M HELLER: I think it's pretty fair to say that I was pretty bossy, and I used to make Nate and all the other kids in the neighborhood act out little plays and stuff. It's weird that I didn't realize I should be a director earlier in my life (laughter).
GREIVING: They grew up in the Bay Area in a house full of creativity. Mom's an art teacher; Dad's a chiropractor.
N HELLER: But he does have artistic aspirations.
GREIVING: This is Nate Heller, the middle child.
N HELLER: He was a clown, and that was how he wooed our mother, apparently, was she saw him juggling on the street and thought he was a little hot nugget.
M HELLER: (Laughter) Yep.
GREIVING: Marielle became an actor, then a director. She made the "Diary Of A Teenage Girl" in 2015; in 2018, "Can You Ever Forgive Me?" And she brought Nate, a musician who's always played in bands, along for the ride.
M HELLER: It was a really selfish move on my own part because I was afraid that I didn't know how to describe what I needed from a composer. And music is really hard to find that common language about.
N HELLER: There's no hesitation to tell me if something I've done totally sucks...
M HELLER: (Laughter).
N HELLER: ...Because a lot of times what I do does totally suck the first time. Obviously, we're both precious about what we do, but I think that layer of sort of dancing around your true feelings is kind of stripped away with the way that we work together.
(SOUNDBITE OF NATE HELLER COMPOSITION)
GREIVING: Their younger sister, Emily, is a stand-up comedian who writes and produces on the HBO series "Barry." She was confused when her sister chose to make a movie about Mr. Rogers.
EMILY HELLER: Because she usually likes making movies about women.
GREIVING: But then she saw the movie, which cast Mr. Rogers as a supporting character in the complicated life of a cynical journalist played by Matthew Rhys.
E HELLER: It's a lot more interesting and less corny than you might expect it to be. I think my sister is really interested in what makes people complicated. I was really struck by how many questions that are on everyone's minds right now that it seems to answer in a way that doesn't flatten that out.
(SOUNDBITE OF NATE HELLER'S "LLOYD TYPING")

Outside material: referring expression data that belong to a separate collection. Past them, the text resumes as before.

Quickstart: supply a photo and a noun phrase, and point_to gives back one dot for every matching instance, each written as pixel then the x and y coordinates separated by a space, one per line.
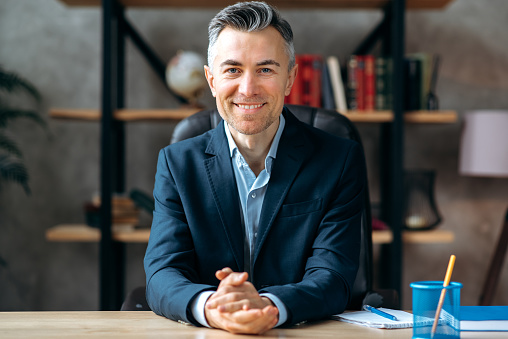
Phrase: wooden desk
pixel 123 325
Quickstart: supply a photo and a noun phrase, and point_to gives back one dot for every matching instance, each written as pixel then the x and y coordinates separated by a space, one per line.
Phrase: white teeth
pixel 250 106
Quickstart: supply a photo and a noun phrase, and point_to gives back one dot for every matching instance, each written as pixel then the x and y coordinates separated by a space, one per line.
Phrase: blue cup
pixel 426 296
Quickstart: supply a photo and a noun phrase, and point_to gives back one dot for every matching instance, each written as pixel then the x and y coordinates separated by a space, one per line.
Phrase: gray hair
pixel 252 16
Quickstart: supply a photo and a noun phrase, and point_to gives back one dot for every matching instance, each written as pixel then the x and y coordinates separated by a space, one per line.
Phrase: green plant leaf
pixel 9 146
pixel 7 114
pixel 12 169
pixel 11 82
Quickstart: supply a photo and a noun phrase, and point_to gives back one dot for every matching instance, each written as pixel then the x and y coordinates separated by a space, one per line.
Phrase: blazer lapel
pixel 225 193
pixel 293 149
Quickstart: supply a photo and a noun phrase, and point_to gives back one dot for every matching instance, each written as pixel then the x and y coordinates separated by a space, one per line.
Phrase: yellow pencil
pixel 448 276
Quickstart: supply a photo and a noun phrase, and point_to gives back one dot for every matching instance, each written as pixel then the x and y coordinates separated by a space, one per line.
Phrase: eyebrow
pixel 231 62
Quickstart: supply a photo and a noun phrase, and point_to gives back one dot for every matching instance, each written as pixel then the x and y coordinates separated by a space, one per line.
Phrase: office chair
pixel 334 123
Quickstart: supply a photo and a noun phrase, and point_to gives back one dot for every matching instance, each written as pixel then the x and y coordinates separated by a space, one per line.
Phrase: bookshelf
pixel 85 233
pixel 113 115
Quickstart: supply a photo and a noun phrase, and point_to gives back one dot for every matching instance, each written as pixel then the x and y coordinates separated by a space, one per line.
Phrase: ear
pixel 291 79
pixel 210 79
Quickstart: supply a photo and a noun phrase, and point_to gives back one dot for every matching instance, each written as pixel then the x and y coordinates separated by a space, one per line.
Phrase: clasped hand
pixel 237 306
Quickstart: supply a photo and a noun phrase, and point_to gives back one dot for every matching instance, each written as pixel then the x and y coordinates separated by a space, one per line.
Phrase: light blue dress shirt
pixel 251 190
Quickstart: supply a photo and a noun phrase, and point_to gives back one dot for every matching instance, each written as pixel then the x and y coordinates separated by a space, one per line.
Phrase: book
pixel 384 72
pixel 352 83
pixel 327 100
pixel 412 82
pixel 295 96
pixel 369 319
pixel 369 83
pixel 360 82
pixel 337 85
pixel 425 60
pixel 484 318
pixel 311 79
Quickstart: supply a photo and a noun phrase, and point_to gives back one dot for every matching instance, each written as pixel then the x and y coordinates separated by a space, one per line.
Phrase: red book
pixel 360 82
pixel 306 73
pixel 369 83
pixel 295 96
pixel 316 65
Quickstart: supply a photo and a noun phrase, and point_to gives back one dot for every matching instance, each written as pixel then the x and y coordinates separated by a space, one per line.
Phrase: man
pixel 257 222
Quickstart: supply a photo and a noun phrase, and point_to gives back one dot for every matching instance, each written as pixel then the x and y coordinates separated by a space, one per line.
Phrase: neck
pixel 255 148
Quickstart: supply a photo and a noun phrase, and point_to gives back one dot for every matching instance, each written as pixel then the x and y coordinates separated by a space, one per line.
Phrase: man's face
pixel 250 78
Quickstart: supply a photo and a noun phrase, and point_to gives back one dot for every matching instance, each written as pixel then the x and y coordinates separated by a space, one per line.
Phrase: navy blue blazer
pixel 308 243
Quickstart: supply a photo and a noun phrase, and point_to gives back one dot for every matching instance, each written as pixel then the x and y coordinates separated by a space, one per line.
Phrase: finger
pixel 234 278
pixel 230 296
pixel 252 321
pixel 221 274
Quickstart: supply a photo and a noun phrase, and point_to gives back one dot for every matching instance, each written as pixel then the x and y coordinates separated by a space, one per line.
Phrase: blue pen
pixel 379 312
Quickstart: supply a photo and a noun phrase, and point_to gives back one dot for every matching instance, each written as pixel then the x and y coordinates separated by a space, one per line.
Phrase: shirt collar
pixel 273 148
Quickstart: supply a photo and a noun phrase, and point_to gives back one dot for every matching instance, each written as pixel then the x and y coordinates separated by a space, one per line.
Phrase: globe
pixel 185 75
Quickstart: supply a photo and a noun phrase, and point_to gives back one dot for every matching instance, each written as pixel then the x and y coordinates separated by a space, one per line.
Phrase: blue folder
pixel 484 318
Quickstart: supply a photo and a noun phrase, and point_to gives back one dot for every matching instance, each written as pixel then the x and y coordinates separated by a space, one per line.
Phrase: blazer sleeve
pixel 331 268
pixel 171 276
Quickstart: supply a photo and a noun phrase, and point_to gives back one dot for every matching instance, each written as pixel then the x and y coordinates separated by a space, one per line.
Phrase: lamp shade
pixel 484 144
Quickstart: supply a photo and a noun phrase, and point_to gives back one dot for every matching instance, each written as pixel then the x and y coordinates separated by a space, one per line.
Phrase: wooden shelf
pixel 435 117
pixel 340 4
pixel 85 233
pixel 415 237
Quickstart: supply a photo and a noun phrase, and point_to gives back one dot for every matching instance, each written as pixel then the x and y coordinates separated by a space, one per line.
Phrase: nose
pixel 248 85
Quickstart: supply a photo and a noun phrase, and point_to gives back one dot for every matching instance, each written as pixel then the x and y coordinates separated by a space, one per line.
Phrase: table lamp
pixel 484 153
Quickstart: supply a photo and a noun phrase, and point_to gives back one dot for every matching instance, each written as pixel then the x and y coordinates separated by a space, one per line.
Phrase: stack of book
pixel 124 212
pixel 369 82
pixel 366 86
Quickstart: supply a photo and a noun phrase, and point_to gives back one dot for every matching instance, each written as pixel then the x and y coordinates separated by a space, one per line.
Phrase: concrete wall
pixel 58 49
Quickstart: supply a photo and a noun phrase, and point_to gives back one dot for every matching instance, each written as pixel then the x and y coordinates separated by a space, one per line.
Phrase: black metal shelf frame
pixel 116 28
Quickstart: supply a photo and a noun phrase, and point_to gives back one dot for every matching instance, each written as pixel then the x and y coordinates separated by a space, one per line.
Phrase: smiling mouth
pixel 249 106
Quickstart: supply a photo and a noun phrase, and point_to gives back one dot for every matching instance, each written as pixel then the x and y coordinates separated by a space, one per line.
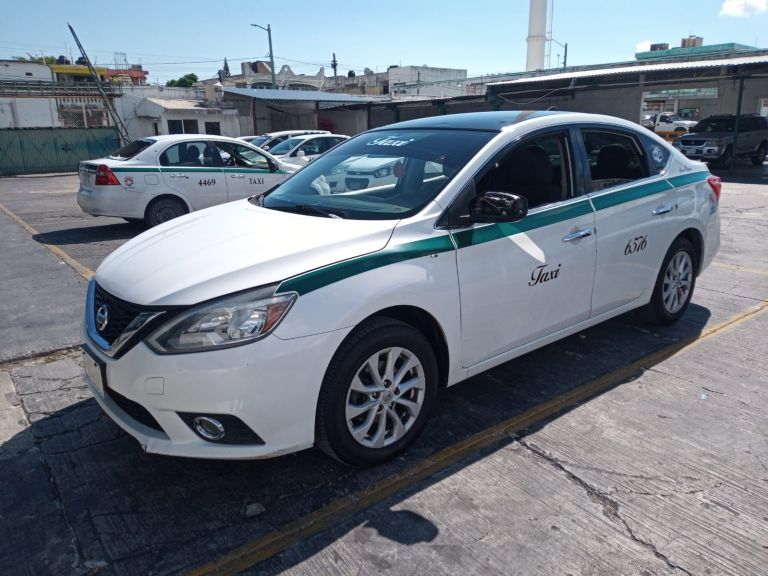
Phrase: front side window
pixel 285 146
pixel 238 155
pixel 715 125
pixel 537 168
pixel 189 154
pixel 614 158
pixel 382 175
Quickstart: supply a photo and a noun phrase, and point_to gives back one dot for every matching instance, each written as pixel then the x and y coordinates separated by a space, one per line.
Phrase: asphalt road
pixel 626 449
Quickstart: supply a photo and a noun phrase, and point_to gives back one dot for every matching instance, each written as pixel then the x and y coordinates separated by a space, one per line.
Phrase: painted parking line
pixel 84 271
pixel 344 508
pixel 726 266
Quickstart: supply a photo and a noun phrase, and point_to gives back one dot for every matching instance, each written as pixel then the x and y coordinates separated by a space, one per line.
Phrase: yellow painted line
pixel 737 268
pixel 344 508
pixel 85 272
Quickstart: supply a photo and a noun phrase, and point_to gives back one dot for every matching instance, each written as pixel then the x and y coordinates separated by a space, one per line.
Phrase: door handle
pixel 663 209
pixel 583 233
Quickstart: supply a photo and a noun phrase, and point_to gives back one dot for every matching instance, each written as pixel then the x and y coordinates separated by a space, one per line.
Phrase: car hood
pixel 231 247
pixel 706 135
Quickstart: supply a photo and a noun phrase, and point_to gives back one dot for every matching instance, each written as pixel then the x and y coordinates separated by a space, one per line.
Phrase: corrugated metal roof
pixel 640 69
pixel 299 95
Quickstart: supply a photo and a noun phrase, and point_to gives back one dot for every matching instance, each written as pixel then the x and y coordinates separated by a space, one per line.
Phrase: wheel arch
pixel 167 196
pixel 428 325
pixel 695 237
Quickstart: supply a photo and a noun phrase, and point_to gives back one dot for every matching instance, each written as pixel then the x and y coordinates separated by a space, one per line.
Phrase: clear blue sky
pixel 171 37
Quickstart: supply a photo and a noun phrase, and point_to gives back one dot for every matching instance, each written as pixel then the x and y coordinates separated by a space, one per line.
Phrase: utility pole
pixel 121 130
pixel 334 65
pixel 271 54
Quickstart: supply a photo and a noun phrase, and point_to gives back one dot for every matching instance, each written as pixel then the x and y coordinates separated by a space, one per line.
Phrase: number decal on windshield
pixel 637 244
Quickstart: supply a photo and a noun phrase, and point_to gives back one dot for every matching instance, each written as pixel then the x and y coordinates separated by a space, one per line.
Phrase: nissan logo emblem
pixel 102 317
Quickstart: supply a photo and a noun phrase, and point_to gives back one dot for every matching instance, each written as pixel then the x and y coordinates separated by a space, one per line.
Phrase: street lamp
pixel 271 55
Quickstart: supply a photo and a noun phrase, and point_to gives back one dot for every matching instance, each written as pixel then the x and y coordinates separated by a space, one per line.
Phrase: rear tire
pixel 377 393
pixel 759 156
pixel 162 210
pixel 674 285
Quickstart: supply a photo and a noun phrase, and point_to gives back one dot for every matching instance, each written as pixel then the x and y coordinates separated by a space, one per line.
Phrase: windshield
pixel 258 140
pixel 286 146
pixel 130 150
pixel 382 175
pixel 714 125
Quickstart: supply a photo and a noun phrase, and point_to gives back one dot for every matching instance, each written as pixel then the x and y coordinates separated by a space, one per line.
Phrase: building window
pixel 190 127
pixel 182 127
pixel 175 127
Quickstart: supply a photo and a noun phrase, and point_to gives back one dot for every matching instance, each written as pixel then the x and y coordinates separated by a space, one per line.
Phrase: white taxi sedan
pixel 333 319
pixel 159 178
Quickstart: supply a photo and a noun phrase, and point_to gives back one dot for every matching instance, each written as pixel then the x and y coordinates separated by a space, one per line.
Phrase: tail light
pixel 716 184
pixel 105 176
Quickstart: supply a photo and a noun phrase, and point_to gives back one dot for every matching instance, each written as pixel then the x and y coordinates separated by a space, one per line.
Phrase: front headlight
pixel 224 323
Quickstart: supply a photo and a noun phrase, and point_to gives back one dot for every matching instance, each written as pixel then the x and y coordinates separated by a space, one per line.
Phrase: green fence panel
pixel 40 150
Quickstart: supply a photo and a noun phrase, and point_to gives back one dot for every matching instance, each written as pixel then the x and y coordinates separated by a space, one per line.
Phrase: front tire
pixel 162 210
pixel 759 157
pixel 377 393
pixel 674 285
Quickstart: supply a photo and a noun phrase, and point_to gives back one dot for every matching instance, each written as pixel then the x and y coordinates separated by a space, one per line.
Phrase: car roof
pixel 490 121
pixel 185 137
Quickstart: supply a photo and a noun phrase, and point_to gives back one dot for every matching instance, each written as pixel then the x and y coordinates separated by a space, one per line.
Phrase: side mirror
pixel 498 207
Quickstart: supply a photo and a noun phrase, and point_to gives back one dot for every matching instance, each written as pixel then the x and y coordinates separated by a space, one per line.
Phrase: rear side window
pixel 658 154
pixel 188 154
pixel 130 150
pixel 614 158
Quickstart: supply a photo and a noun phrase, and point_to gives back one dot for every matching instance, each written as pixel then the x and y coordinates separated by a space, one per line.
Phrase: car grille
pixel 134 410
pixel 121 313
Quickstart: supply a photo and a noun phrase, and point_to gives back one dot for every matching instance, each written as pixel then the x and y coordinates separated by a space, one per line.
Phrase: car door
pixel 635 212
pixel 192 170
pixel 525 280
pixel 246 171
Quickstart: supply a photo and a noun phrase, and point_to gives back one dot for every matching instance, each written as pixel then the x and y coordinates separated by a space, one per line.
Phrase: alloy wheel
pixel 385 397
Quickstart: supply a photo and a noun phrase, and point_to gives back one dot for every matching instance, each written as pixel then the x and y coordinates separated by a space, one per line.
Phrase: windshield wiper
pixel 309 209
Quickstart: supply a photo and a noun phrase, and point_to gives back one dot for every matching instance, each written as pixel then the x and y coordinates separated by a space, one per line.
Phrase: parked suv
pixel 712 139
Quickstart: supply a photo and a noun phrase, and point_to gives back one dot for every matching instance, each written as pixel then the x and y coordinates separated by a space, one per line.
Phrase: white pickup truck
pixel 667 122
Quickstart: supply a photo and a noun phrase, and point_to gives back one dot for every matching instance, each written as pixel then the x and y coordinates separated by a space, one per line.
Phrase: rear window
pixel 130 150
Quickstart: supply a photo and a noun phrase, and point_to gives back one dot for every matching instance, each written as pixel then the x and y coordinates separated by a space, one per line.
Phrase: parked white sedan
pixel 306 317
pixel 159 178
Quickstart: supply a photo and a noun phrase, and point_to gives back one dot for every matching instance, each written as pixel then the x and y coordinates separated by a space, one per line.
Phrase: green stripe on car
pixel 321 277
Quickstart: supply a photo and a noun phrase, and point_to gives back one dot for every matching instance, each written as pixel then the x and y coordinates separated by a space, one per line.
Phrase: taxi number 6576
pixel 637 244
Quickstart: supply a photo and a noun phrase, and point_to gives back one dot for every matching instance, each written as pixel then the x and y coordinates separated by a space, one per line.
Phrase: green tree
pixel 186 81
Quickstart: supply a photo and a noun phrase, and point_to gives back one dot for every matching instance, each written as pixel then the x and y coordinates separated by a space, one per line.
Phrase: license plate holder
pixel 95 370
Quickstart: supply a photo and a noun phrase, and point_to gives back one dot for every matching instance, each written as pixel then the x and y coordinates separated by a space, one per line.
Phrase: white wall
pixel 20 70
pixel 28 113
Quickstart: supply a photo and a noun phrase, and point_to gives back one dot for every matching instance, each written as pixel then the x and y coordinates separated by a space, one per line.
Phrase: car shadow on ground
pixel 90 234
pixel 84 492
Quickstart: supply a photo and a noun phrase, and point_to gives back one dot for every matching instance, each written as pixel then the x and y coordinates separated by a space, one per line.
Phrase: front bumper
pixel 271 385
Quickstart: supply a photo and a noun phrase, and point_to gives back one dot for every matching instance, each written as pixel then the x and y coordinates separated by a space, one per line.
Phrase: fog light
pixel 209 428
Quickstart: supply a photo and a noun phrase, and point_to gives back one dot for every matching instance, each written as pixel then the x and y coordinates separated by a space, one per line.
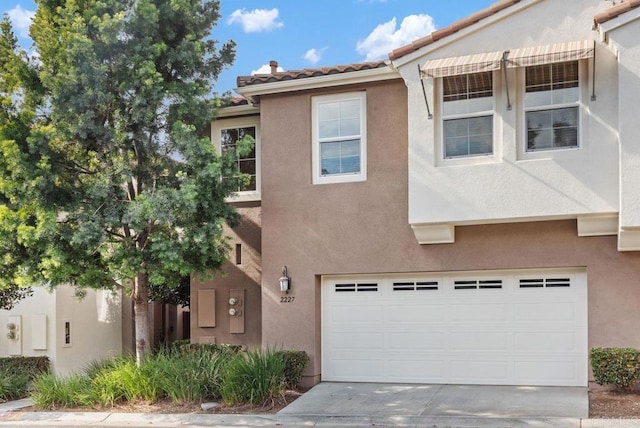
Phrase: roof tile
pixel 307 72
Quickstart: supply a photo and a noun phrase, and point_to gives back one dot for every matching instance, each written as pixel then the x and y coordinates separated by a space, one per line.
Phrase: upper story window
pixel 552 95
pixel 468 114
pixel 339 138
pixel 226 133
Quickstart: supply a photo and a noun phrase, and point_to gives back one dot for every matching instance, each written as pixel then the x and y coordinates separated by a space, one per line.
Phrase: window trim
pixel 317 177
pixel 217 127
pixel 441 159
pixel 522 147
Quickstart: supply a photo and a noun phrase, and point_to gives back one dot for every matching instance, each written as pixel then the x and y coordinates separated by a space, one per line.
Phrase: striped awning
pixel 547 54
pixel 523 57
pixel 488 61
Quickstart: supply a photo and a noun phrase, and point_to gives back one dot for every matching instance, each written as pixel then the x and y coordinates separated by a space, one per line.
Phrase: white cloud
pixel 21 19
pixel 314 55
pixel 256 20
pixel 265 69
pixel 386 37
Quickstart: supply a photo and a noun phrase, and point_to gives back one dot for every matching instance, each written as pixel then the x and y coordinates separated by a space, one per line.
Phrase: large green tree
pixel 106 180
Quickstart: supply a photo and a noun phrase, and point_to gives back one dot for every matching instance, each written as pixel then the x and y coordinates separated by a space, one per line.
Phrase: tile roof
pixel 451 29
pixel 308 72
pixel 615 11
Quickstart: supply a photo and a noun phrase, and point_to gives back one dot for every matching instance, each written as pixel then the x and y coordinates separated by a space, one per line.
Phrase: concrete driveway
pixel 411 400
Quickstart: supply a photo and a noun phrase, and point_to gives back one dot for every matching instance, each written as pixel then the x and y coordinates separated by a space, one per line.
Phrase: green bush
pixel 617 366
pixel 125 381
pixel 33 366
pixel 51 391
pixel 13 385
pixel 16 373
pixel 253 378
pixel 192 374
pixel 295 362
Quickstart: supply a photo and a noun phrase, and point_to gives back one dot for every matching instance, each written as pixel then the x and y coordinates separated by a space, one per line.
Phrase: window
pixel 552 95
pixel 339 138
pixel 468 115
pixel 226 133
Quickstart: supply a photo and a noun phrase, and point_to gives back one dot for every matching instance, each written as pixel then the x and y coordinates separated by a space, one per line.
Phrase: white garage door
pixel 501 329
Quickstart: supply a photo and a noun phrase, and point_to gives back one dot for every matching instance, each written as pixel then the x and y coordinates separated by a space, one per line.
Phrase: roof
pixel 307 72
pixel 615 11
pixel 453 28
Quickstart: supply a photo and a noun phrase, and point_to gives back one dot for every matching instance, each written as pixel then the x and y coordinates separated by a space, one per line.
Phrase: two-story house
pixel 466 212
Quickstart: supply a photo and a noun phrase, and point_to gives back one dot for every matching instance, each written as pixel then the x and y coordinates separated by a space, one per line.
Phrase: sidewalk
pixel 10 416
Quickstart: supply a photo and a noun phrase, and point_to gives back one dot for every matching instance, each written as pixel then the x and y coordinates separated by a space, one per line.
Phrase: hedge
pixel 32 365
pixel 294 364
pixel 617 366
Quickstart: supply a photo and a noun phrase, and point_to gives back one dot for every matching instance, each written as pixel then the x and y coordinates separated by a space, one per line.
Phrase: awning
pixel 547 54
pixel 488 61
pixel 523 57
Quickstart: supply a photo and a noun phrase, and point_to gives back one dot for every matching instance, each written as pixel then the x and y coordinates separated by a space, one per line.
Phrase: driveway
pixel 411 400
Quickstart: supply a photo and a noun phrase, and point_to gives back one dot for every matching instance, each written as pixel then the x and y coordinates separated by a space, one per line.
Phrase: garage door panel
pixel 480 341
pixel 480 371
pixel 416 341
pixel 416 313
pixel 560 341
pixel 357 313
pixel 357 341
pixel 536 335
pixel 364 368
pixel 478 313
pixel 541 372
pixel 412 370
pixel 546 312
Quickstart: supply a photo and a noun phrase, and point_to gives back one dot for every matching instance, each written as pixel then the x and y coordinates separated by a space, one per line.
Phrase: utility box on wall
pixel 14 335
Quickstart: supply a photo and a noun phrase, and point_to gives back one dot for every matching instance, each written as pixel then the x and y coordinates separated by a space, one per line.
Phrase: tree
pixel 122 189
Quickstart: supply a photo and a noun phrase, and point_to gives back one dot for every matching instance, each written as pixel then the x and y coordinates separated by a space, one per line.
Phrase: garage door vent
pixel 341 288
pixel 545 282
pixel 478 284
pixel 415 286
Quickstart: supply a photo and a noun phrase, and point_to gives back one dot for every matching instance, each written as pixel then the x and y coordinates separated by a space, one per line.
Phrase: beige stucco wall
pixel 357 228
pixel 96 326
pixel 244 276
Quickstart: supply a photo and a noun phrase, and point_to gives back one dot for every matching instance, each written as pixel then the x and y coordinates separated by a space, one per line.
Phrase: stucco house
pixel 466 211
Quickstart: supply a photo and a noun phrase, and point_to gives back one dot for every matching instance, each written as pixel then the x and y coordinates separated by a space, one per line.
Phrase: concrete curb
pixel 98 419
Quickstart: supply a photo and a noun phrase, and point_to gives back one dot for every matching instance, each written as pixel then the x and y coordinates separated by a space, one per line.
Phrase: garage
pixel 487 328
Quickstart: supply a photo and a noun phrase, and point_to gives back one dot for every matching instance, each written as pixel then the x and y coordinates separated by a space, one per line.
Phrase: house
pixel 466 212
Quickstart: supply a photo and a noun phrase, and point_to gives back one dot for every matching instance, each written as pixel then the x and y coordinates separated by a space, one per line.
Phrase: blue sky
pixel 307 34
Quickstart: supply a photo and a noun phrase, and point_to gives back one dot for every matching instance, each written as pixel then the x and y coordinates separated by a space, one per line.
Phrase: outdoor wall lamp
pixel 285 280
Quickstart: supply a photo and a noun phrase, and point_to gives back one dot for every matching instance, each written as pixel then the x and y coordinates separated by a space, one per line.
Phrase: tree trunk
pixel 141 316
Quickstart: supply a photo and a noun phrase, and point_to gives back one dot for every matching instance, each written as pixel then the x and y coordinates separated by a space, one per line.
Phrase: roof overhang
pixel 253 92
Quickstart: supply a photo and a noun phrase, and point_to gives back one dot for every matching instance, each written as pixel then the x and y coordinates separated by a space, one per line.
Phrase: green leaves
pixel 104 174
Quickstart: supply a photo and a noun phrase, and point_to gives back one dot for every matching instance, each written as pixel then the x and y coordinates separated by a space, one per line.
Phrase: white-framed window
pixel 339 138
pixel 467 115
pixel 225 133
pixel 551 104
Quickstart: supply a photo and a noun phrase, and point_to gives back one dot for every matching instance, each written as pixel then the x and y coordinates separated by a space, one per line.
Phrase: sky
pixel 307 33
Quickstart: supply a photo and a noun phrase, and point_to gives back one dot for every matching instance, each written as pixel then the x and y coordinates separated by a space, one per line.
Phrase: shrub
pixel 16 373
pixel 190 374
pixel 125 381
pixel 51 391
pixel 13 385
pixel 617 366
pixel 295 362
pixel 33 366
pixel 253 378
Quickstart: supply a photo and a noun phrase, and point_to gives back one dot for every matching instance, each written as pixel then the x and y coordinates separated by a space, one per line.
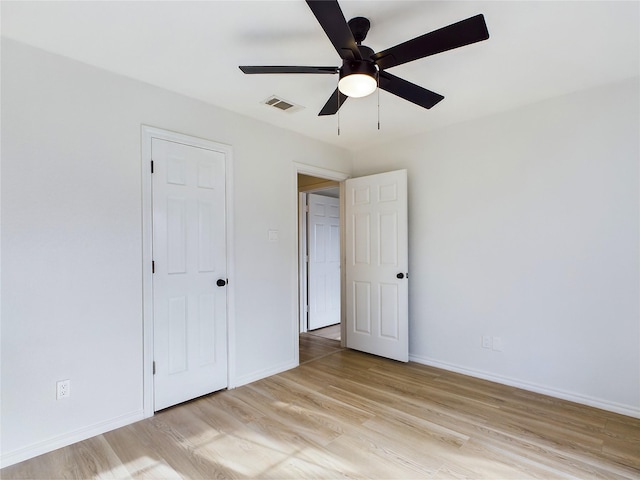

GREIVING: Nate Heller wrote a score that pays homage and expands on the jazz combo music from "Mister Rogers' Neighborhood." You can also spot him in the background of one scene playing in a wedding band. But big sister Marielle Heller says he's in the fabric of the movie in an even deeper way.
M HELLER: One of the things that I feel like was driving me with this movie that was really important was showing images of men on screen that are things we don't tend to see - showing a father and a son expressing their emotions and dealing with the hard pains of being alive, saying things like I'm sorry and I love you and maybe even crying.
(SOUNDBITE OF NATE HELLER COMPOSITION)
M HELLER: Part of why that resonated with me is because I grew up in a household of feeling men who weren't afraid to cry. Our dad is a very sensitive guy, and Nate is a very sensitive man. So working with my brother on this project meant a lot because it felt like we were also tapping into this sort of idea of masculinity that I feel like we don't get to see in movies as much.
GREIVING: Nate Heller said his dad blubbered during "A Beautiful Day In The Neighborhood." So, fellas, don't be afraid to do the same. For NPR News, I'm Tim Greiving.